Facturation électronique ZUGFeRD, auto-hébergée

Depuis 2025, une facture allemande est un fichier qu'une machine doit lire. Belegt la produit en interne : le XML d'abord, le PDF ensuite, sur notre matériel.

  • PDF/A-3bsortie avec un factur-x.xml intégré
  • 20codes de règles vérifiés hors ligne, en interne
  • 4étapes de l'assistant avant le fichier
  • 0données de facture qui quittent la maison
Liste des factures de Belegt avec douze documents, colonnes numéro, client, projet, date, montant et statut, plus export CSV et DATEV

Toutes les données de cet article sont des données de démonstration inventées. La base de travail n'a pas été ouverte pour les captures.

Pourquoi c'est publié

Nous vendons du logiciel et de l'automatisation. Belegt en est la preuve sur un exemple inconfortable : une tâche réglementée, un format figé, de vraies échéances, nos propres données. L'outil tourne dans notre propre exploitation, pas dans une démonstration. Si vous voulez savoir comment nous découpons une application métier, où nous inscrivons les règles en dur dans le code et où nous laissons la décision à un humain, vous le voyez ici sur notre propre comptabilité.

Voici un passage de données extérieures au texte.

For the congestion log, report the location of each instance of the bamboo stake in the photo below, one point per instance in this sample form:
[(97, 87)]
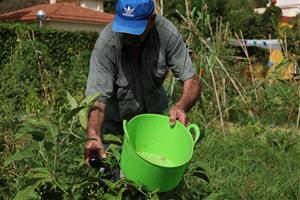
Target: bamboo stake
[(230, 78), (217, 98), (249, 62), (298, 117)]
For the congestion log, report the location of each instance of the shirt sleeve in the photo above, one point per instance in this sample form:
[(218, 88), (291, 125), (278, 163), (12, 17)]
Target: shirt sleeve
[(178, 58), (101, 72)]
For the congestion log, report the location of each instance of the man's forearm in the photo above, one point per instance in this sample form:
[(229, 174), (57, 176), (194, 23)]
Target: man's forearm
[(96, 119), (190, 93)]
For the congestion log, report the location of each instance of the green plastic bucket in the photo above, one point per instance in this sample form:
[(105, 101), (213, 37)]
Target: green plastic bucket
[(154, 154)]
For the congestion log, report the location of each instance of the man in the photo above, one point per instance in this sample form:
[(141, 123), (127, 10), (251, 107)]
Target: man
[(128, 65)]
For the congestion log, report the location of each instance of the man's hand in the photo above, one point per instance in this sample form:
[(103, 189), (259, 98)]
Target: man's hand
[(91, 145), (189, 96), (177, 112)]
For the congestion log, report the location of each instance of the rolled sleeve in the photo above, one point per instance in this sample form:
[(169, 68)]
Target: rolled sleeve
[(178, 58), (101, 72)]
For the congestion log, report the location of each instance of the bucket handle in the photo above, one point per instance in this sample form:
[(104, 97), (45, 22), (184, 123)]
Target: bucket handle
[(125, 129), (196, 131)]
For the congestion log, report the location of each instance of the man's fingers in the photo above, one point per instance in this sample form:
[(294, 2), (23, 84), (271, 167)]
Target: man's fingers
[(183, 119), (172, 118), (86, 156), (102, 152)]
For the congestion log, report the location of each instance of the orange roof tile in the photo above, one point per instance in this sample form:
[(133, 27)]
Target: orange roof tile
[(59, 12)]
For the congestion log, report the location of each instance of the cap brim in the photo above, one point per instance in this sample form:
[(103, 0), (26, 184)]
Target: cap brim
[(129, 26)]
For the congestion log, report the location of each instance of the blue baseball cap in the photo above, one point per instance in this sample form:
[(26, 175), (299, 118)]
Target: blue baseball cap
[(132, 16)]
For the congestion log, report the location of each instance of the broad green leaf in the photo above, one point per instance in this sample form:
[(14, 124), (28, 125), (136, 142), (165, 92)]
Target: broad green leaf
[(214, 196), (83, 114), (115, 151), (20, 155), (49, 145), (154, 197), (53, 129), (41, 173), (88, 181), (109, 196), (90, 99), (120, 194), (71, 100), (72, 113), (109, 183), (27, 191)]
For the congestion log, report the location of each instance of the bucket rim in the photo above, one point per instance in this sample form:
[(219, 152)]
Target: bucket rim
[(177, 123)]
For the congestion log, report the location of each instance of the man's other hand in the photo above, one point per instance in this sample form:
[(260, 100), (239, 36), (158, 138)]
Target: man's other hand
[(177, 112), (94, 143)]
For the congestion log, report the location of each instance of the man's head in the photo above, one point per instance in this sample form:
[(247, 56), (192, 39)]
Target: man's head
[(132, 16)]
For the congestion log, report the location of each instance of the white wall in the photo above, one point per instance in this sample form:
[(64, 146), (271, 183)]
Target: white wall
[(285, 3), (69, 26)]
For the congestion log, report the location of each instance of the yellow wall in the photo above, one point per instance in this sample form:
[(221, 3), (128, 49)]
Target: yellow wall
[(282, 68)]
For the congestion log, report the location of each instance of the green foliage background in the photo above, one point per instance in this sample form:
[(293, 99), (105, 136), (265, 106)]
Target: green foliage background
[(255, 151)]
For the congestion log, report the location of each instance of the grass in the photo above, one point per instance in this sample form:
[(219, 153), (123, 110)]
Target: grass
[(246, 164)]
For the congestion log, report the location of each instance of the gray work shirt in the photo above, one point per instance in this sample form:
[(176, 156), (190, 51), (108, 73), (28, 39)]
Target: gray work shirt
[(128, 87)]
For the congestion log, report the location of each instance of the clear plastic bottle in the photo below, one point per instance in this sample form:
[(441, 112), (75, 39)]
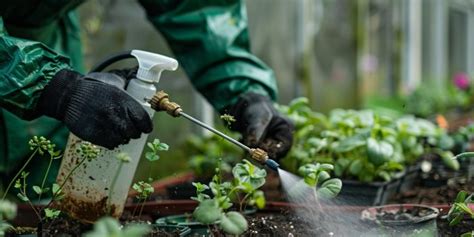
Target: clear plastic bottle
[(87, 191)]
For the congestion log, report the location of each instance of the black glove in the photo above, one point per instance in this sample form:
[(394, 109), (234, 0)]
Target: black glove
[(261, 125), (94, 111)]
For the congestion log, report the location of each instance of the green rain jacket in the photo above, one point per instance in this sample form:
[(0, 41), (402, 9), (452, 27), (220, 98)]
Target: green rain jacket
[(39, 38)]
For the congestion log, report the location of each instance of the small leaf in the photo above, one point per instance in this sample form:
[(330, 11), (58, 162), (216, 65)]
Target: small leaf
[(259, 198), (378, 152), (51, 213), (22, 197), (136, 230), (152, 156), (448, 160), (330, 188), (356, 167), (207, 212), (163, 147), (55, 188), (37, 190), (17, 184), (234, 223)]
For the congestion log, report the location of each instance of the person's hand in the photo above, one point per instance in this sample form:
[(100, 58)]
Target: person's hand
[(261, 125), (93, 110)]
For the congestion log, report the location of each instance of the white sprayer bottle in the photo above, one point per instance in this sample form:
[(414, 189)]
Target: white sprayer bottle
[(86, 192)]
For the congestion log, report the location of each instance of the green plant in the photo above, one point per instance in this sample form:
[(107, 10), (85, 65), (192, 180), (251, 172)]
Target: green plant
[(243, 190), (144, 191), (462, 207), (228, 119), (206, 152), (51, 213), (7, 212), (155, 147), (109, 227), (39, 145), (362, 144), (123, 158), (317, 176)]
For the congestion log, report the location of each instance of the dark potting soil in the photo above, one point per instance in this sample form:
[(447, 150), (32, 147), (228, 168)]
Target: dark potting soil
[(280, 225), (63, 225), (437, 195), (445, 230), (403, 214), (20, 231)]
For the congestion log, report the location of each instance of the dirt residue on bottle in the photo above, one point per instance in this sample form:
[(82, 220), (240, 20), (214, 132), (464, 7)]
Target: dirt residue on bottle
[(87, 212)]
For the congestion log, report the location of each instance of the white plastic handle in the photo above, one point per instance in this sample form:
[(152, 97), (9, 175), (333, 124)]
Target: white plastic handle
[(150, 65)]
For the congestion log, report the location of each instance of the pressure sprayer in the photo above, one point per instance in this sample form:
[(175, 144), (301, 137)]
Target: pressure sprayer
[(87, 191)]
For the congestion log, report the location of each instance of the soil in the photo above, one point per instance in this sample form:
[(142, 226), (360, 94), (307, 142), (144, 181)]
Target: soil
[(436, 195), (446, 230), (403, 214)]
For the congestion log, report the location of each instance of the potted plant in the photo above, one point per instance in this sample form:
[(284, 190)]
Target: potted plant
[(370, 152), (402, 220)]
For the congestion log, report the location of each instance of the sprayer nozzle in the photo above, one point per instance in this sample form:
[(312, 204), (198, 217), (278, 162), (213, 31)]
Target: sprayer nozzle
[(272, 164)]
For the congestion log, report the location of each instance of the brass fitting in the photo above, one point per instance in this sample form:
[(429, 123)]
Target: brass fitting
[(259, 155), (161, 102)]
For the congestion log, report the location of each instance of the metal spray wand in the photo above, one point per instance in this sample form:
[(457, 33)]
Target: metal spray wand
[(161, 102)]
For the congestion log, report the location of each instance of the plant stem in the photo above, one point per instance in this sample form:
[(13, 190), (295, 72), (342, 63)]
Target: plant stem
[(19, 172), (112, 186), (136, 207), (141, 208), (64, 182), (45, 176)]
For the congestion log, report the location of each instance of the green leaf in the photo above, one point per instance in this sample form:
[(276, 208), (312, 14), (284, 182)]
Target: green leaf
[(468, 234), (323, 176), (330, 188), (17, 184), (208, 212), (234, 223), (37, 190), (136, 230), (356, 167), (259, 198), (461, 196), (152, 156), (51, 213), (163, 147), (55, 188), (378, 152), (448, 160), (351, 143), (22, 197)]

Depuis le 1er janvier 2025, les entreprises en Allemagne doivent pouvoir recevoir des factures électroniques en B2B ; l'obligation d'en émettre arrive par étapes jusqu'en 2028. Un PDF joint à un courriel n'y suffit plus. Ce qui est exigé, c'est un jeu de données structuré selon EN 16931, en pratique ZUGFeRD ou Factur-X. Belegt est notre propre réponse, construite parce que nous en avions besoin.

La décision

Le XML est le document, le PDF en est la vue

Quand on construit une facture électronique pour la première fois, on commence par le PDF. C'est l'erreur qui coûte cher plus tard. Un document ZUGFeRD est un PDF/A-3 auquel est joint un fichier nommé factur-x.xml, et si les deux divergent, un système comptable s'en tient à la pièce jointe. Nous avons donc inversé l'ordre : Belegt construit d'abord le jeu de données, en génère le XML, puis rend le PDF comme vue de celui-ci.

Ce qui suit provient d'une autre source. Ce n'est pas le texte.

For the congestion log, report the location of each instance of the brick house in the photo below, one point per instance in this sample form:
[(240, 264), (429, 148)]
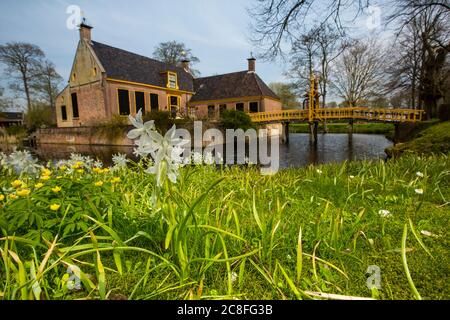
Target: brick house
[(106, 81)]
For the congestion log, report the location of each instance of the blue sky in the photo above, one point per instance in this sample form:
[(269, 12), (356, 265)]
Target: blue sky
[(217, 31)]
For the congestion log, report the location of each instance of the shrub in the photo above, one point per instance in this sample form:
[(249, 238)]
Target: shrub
[(234, 119)]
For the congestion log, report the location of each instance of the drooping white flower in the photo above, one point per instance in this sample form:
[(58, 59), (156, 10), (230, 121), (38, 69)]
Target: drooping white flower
[(384, 213), (168, 157), (197, 158), (141, 127), (23, 162)]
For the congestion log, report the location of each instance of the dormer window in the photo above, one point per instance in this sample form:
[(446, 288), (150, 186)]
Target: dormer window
[(172, 81)]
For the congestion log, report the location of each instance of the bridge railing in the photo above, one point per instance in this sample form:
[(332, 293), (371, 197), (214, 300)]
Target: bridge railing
[(356, 113)]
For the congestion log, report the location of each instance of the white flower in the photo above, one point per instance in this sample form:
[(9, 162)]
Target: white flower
[(141, 127), (384, 213), (167, 158), (197, 158), (22, 162)]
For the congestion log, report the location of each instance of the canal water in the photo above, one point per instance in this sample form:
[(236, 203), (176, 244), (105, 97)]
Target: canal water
[(299, 152)]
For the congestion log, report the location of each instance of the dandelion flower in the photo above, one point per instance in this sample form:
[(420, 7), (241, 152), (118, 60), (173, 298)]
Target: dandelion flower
[(384, 213), (38, 185), (16, 184), (23, 192)]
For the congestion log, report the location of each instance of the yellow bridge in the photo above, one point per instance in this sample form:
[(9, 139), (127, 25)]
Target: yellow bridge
[(324, 114)]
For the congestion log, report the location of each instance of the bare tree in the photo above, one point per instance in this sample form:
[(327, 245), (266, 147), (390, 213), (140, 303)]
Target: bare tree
[(420, 57), (315, 52), (303, 59), (174, 53), (358, 72), (277, 22), (331, 45), (21, 60), (47, 82)]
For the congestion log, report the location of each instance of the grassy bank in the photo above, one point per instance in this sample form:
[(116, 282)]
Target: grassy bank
[(431, 138), (374, 128), (228, 232)]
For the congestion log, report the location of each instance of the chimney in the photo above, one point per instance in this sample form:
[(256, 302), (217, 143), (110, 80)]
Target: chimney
[(185, 65), (251, 64), (85, 31)]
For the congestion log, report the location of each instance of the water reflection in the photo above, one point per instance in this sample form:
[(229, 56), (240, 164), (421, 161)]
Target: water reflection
[(327, 148), (299, 152)]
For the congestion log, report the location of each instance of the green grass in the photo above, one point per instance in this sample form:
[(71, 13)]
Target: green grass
[(434, 138), (374, 128), (231, 233)]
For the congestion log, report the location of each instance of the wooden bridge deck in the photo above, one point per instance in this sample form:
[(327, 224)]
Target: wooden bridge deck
[(356, 113)]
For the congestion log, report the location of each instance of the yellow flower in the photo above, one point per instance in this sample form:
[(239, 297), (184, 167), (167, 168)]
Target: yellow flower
[(98, 183), (23, 192), (55, 207), (16, 183), (38, 185), (115, 180)]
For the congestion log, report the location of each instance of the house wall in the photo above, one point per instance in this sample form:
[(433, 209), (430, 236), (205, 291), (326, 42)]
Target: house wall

Cette seule décision entraîne tout le reste. Parce que le XML est le document, le contrôle doit précéder la génération et non la suivre. Parce qu'il est le document, c'est lui qui est enregistré et haché au moment de la clôture, le PDF étant conservé à côté. Et parce qu'il est le document, la mise en forme s'arrête là où elle toucherait à la lisibilité par la machine.

La deuxième raison de le construire nous-mêmes était moins élégante. Les données de facturation sont la collection la plus dense de données tierces qu'une petite entreprise détient : adresses, numéros fiscaux, coordonnées bancaires, noms de projets. Un abonnement facturé au document emporte cette collection avec lui. Belegt la place dans un fichier sur notre propre matériel ; les champs sensibles y sont chiffrés en AES-256-GCM, la clé restant hors du code source.

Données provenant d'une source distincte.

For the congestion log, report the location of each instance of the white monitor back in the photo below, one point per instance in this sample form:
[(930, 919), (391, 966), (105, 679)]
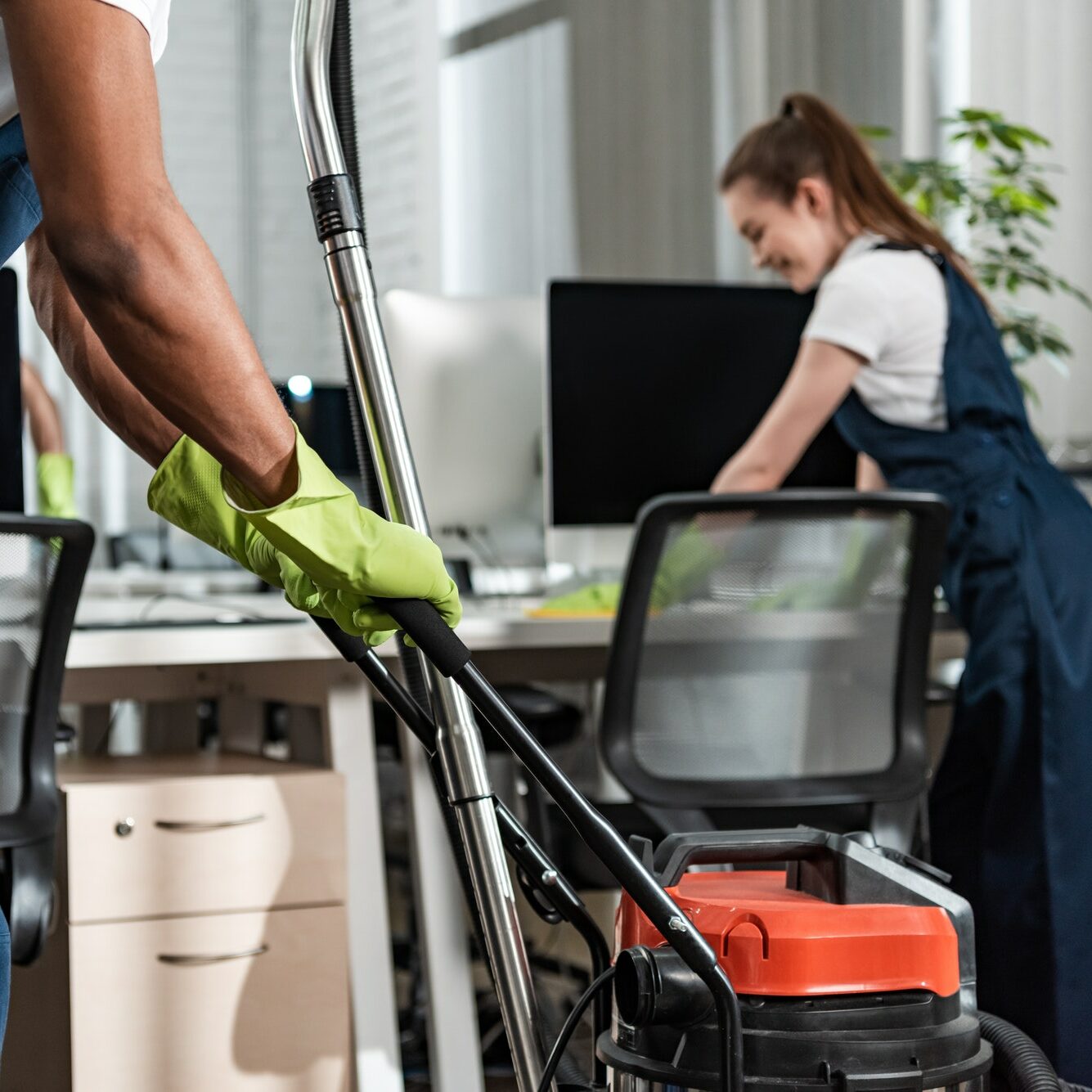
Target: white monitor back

Ce qui n'en est délibérément pas sorti, c'est un conseil juridique. L'application contrôle les règles de gestion de la norme, dans la mesure où elles se vérifient sans réseau. La certification juridique d'un document relève du validateur officiel KoSIT, et rien ici ne le remplace.

Si le PDF et le XML divergent, c'est le XML qui l'emporte. C'est donc par là qu'on commence.

Le parcours d'une facture

Quatre étapes, et seulement ensuite un fichier

  1. 01 Brouillon Émetteur, client, numéro et période, puis les lignes. Les données de base et le catalogue de prestations sont déjà enregistrés. Le numéro proposé n'est ici qu'un aperçu : il lit le compteur sans le déplacer.
  2. 02 Contrôle Avant toute génération, un jeu de règles parcourt les données : vingt règles nommées issues d'EN 16931, de l'annexe autoliquidation et de l'extension allemande XRechnung. Les blocages apparaissent comme erreurs avec leur code de règle, les avis à part.
  3. 03 Générer le XML Le jeu de données contrôlé devient une CrossIndustryInvoice portant l'identifiant urn:cen.eu:en16931:2017. En mode XRechnung, l'identifiant KoSIT s'y ajoute et le Leitweg-ID passe de l'avis à l'obligation.
  4. 04 PDF/A-3b avec pièce jointe Le PDF est composé avec polices intégrées, marqué PDF/A-3b, et reçoit factur-x.xml en pièce jointe avec la relation Alternative. À la clôture, le jeu de données, le XML, le PDF et un SHA-256 du XML sont enregistrés.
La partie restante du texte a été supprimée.